Nambi E. Kelley, acclaimed playwright and television writer and the season two co-producer on Peacock’s “Bel Air,” will guest speak in several Russell Sage College classes and hold a play reading for the public at 7 p.m. October 23 in the Meader Little Theater on the college’s Troy campus.

Kelley’s previous TV-writing credits include “Lady In The Lake” (on Apple), “Our Kind of People” (on Fox), and “The Chi” on Showtime. Her reading in the Meader Little Theater on October 23, which will be free and open to the public, will be from her new play, Re-Memori, which fuses personal stories with American history, from enslavement to Black Lives Matter, and asks, “Are the struggles of our ancestors ever really in the past?” Although the event is free, advance online registration is required.

She is this year’s Scrimshaw Distinguished Visiting Artist, with funding for the visit coming from the Scrimshaw Distinguished Visiting Artist Fund. 

Kelley was named a Dramatists Guild Foundation Fellow and New Victory LabWorks Fellow and just completed a residency at New Victory Theatre through the LabWorks Program for BIPOC artists in New York City. The program gifted Kelley $15,000 to participate in workshops and develop her new musical for families based on the early life of Congressman John Lewis (a commission by Pittsburgh Civic Light Opera). The musical, Hero: The Boy From Troy, will tour regionally in early 2023. 

Her play, Re-Memori, was just presented at WP’s Pipeline Festival in New York City and is celebrating its world premiere at Penumbra Theatre in St. Paul, Minnesota, the birthing place of many of August Wilson’s plays. She is also winner of The Prince Prize, which grants $75,000 to Kelley and Court Theatre for a new play based on the life of the great Kwame Ture/Stokely Carmichael. Stokely: The Unfinished Revolution, will celebrate its world premiere in spring 2024 at Court Theatre in Chicago.

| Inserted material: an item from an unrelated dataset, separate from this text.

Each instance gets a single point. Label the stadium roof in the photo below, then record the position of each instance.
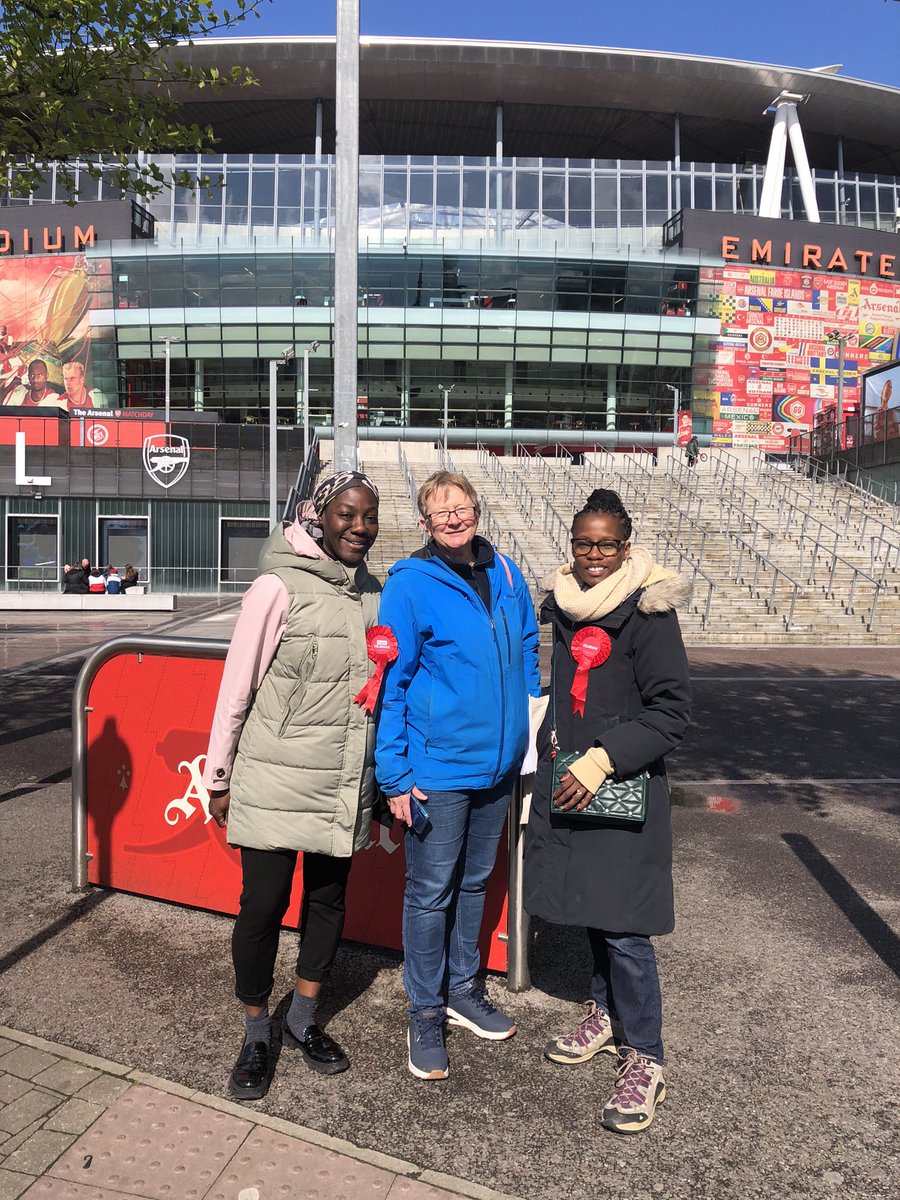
(425, 96)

She is a former playwright-in-residence at the National Black Theatre, the Goodman Theatre, and a former Dramatists Guild Fellow. She was a finalist for the Francesca Primus Award and The Kevin Spacey Foundation Award. She was chosen by Toni Morrison to adapt Morrison’s Jazz, which premiered at Baltimore Center Stage. Her adaptation of Richard Wright’s Native Son was nominated for New York’s Drama League Awards and won Best Production from the AUDELCO Awards, which acknowledges and honors Black theatre and its artists in New York City. 

The world premiere of Native Son was presented to critical acclaim at Court Theatre, received nominations for five Jeff Awards, including winning production of the year, and was the highest-grossing straight play produced in Court Theatre’s history.  

Her newly formed production company, First Woman, has recently produced a digital and in-person national tour of Nambi’s young audiences’ play, Jabari Dreams of Freedom, directed by Daniel Carlton. The in-person tour recently premiered off-Broadway at the renowned New Victory Theatre on 42nd Street. The digital version of Jabari has been selected in several film festivals, including The National Black Theatre Film Festival in North Carolina, Golden Bee International Children’s Film Festival, Black Panther International Film Festival in India, and The ARFF Paris International Awards.

Kelley holds a B.F.A. from The Theatre School at DePaul University, formerly known as The Goodman School of Drama, and holds an M.F.A. in interdisciplinary arts from Goddard College in Vermont.